Carla suddenly comes clean at Rana’s memorial and admits she knew there was a problem with the roof, how does Imran react to that?   
It’s a mixture of vindication and an outward pouring of anger towards Carla and all those who haven’t been listening to him. She may not have known the extent of the damage to the roof but as far as Imran’s concerned she may as well have been holding a bloody knife.

The memorial descends into chaos so later in the week we see Kate holding a second memorial, how does this affect Imran, especially when he hears that Yasmeen is opening up the community centre as a temporary factory for Carla?
To Imran it smacks of people carrying on as if Carla’s admission at the first memorial didn’t happen and that’s like a slap in the face. He feels like he’s being fobbed off, he hasn’t got the answers he needs or the justice he so desperately wanted. Not only that he hears that Yasmeen is going to essentially work with Carla and he suddenly feels does no one else even cares about honouring Rana’s memory and finding out the circumstances surrounding her death. It feels like they’re just paying lip service with the memorial and it’s galling for him but then it also strengthens his resolve to getting answers. Others can return to work and step back into a life with some semblance of reality but Imran doesn’t have that anymore, his one constant has been taken away.

Were you sad to see Bhavna go and are you looking forward to playing a different side to Imran?
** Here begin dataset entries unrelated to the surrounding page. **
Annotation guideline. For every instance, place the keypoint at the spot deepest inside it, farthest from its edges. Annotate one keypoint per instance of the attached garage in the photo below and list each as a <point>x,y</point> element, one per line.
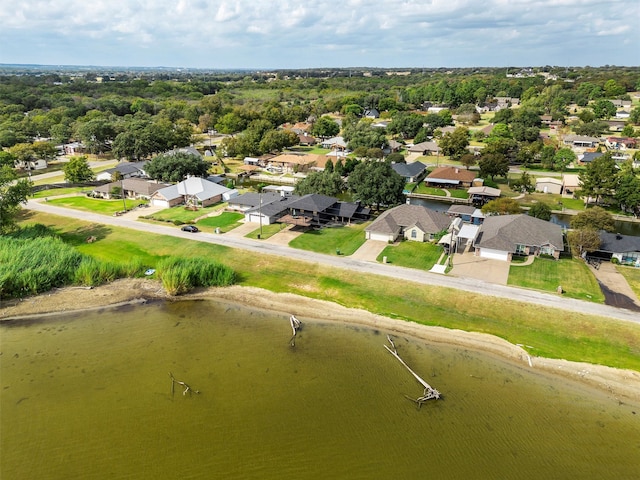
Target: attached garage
<point>494,254</point>
<point>382,237</point>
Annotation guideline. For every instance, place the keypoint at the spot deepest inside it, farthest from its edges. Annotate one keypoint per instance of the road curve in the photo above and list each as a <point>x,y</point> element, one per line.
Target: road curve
<point>400,273</point>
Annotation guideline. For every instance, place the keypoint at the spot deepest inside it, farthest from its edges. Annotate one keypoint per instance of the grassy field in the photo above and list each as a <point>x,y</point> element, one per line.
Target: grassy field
<point>185,215</point>
<point>412,254</point>
<point>632,275</point>
<point>346,240</point>
<point>226,222</point>
<point>95,205</point>
<point>552,333</point>
<point>547,274</point>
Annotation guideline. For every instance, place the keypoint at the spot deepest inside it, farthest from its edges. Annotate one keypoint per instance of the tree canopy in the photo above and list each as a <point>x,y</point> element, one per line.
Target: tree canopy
<point>376,184</point>
<point>176,166</point>
<point>13,192</point>
<point>77,170</point>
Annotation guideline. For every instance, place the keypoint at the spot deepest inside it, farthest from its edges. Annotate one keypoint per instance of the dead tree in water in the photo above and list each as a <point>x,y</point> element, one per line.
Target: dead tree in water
<point>429,392</point>
<point>295,326</point>
<point>187,388</point>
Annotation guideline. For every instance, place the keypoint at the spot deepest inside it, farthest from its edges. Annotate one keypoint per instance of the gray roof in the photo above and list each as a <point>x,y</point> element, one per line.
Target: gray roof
<point>408,170</point>
<point>461,210</point>
<point>617,243</point>
<point>403,216</point>
<point>314,202</point>
<point>504,232</point>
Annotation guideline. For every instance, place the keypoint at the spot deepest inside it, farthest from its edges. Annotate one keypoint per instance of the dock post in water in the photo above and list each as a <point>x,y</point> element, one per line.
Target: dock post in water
<point>429,392</point>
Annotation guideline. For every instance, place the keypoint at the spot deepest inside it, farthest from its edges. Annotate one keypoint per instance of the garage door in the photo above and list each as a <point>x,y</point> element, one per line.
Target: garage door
<point>381,237</point>
<point>156,202</point>
<point>494,254</point>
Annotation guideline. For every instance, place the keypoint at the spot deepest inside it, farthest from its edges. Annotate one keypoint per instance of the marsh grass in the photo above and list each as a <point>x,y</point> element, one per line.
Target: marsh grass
<point>180,275</point>
<point>552,333</point>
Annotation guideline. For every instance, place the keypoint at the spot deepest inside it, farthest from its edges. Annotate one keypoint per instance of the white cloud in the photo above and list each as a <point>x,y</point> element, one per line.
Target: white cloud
<point>295,33</point>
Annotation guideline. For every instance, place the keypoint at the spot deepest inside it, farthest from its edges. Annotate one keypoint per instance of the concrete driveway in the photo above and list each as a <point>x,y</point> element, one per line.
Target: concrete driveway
<point>369,250</point>
<point>469,266</point>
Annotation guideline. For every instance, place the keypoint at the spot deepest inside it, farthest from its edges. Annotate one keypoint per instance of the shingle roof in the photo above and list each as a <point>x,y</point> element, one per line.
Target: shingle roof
<point>504,232</point>
<point>408,169</point>
<point>452,173</point>
<point>402,216</point>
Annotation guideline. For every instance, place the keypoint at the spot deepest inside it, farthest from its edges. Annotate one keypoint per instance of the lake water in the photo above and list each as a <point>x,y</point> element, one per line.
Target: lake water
<point>624,228</point>
<point>89,396</point>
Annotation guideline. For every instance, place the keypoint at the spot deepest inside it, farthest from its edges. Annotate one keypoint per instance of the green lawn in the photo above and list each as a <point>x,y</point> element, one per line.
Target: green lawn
<point>547,274</point>
<point>96,205</point>
<point>412,254</point>
<point>345,239</point>
<point>226,222</point>
<point>632,275</point>
<point>182,214</point>
<point>422,188</point>
<point>53,192</point>
<point>458,193</point>
<point>577,337</point>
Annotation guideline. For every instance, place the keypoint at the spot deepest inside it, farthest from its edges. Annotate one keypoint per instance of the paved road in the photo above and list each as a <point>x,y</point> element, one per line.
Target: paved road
<point>400,273</point>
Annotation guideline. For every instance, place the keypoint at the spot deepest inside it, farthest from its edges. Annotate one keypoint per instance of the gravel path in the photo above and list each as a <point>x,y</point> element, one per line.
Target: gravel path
<point>400,273</point>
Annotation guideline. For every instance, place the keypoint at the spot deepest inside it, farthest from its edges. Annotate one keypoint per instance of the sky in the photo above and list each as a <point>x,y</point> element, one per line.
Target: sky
<point>292,34</point>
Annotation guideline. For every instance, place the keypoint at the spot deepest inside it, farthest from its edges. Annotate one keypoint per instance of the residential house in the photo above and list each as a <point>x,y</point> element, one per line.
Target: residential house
<point>502,236</point>
<point>411,172</point>
<point>482,194</point>
<point>334,143</point>
<point>466,213</point>
<point>129,187</point>
<point>581,141</point>
<point>621,143</point>
<point>411,222</point>
<point>548,185</point>
<point>588,157</point>
<point>371,113</point>
<point>123,170</point>
<point>307,211</point>
<point>621,103</point>
<point>624,248</point>
<point>194,191</point>
<point>451,177</point>
<point>291,163</point>
<point>425,148</point>
<point>570,184</point>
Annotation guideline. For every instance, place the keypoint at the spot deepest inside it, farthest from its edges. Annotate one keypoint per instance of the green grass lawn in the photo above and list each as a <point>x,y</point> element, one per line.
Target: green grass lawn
<point>632,275</point>
<point>96,205</point>
<point>53,192</point>
<point>458,193</point>
<point>577,337</point>
<point>546,274</point>
<point>345,239</point>
<point>412,254</point>
<point>182,214</point>
<point>422,188</point>
<point>226,222</point>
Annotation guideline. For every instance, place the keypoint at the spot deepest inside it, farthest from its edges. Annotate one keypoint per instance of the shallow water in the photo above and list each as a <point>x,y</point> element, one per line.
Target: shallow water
<point>89,396</point>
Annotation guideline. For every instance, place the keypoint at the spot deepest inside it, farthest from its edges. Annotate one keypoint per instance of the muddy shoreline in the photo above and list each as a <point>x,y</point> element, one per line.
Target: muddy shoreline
<point>621,385</point>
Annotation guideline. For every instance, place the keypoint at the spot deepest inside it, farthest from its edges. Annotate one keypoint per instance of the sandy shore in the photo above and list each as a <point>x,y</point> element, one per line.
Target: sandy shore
<point>623,385</point>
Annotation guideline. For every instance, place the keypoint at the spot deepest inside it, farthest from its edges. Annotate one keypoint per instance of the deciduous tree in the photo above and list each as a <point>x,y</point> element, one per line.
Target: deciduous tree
<point>77,170</point>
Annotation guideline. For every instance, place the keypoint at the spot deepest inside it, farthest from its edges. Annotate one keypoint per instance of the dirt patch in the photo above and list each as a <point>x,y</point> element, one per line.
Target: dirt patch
<point>623,385</point>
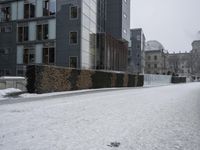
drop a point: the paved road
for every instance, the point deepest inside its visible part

Yes to both, I’m very sad that Bhav’s gone, she was the first person I worked with here and we’ve always had a really good working relationship and a familial chemistry that I don’t think comes that easily. We had that sibling bond from day one and it made the difficult scenes much easier to film, it was such a nice thing to come into in a job that was so alien to me. I’m really going to miss that but we are going to see a different Imran now and it’s a real challenge. When we’ve seen him in relationships, commanding a courtroom, expressing his anger those things aren’t too exposing as an actor but showing true devastation you really have to crack open your chest a bit and show what’s underneath to make it ring true. I’ve found it very nerve wracking, I wanted to do a good job and do right by Bhavna and for the ripple effects of Rana’s death to continue. But the scripts have been so well written and Faye, Georgia, Richard and Sally Ann have been so supportive that I’ve been able to open myself up and really explore it. I feel like I’ve learnt a lot which is really great.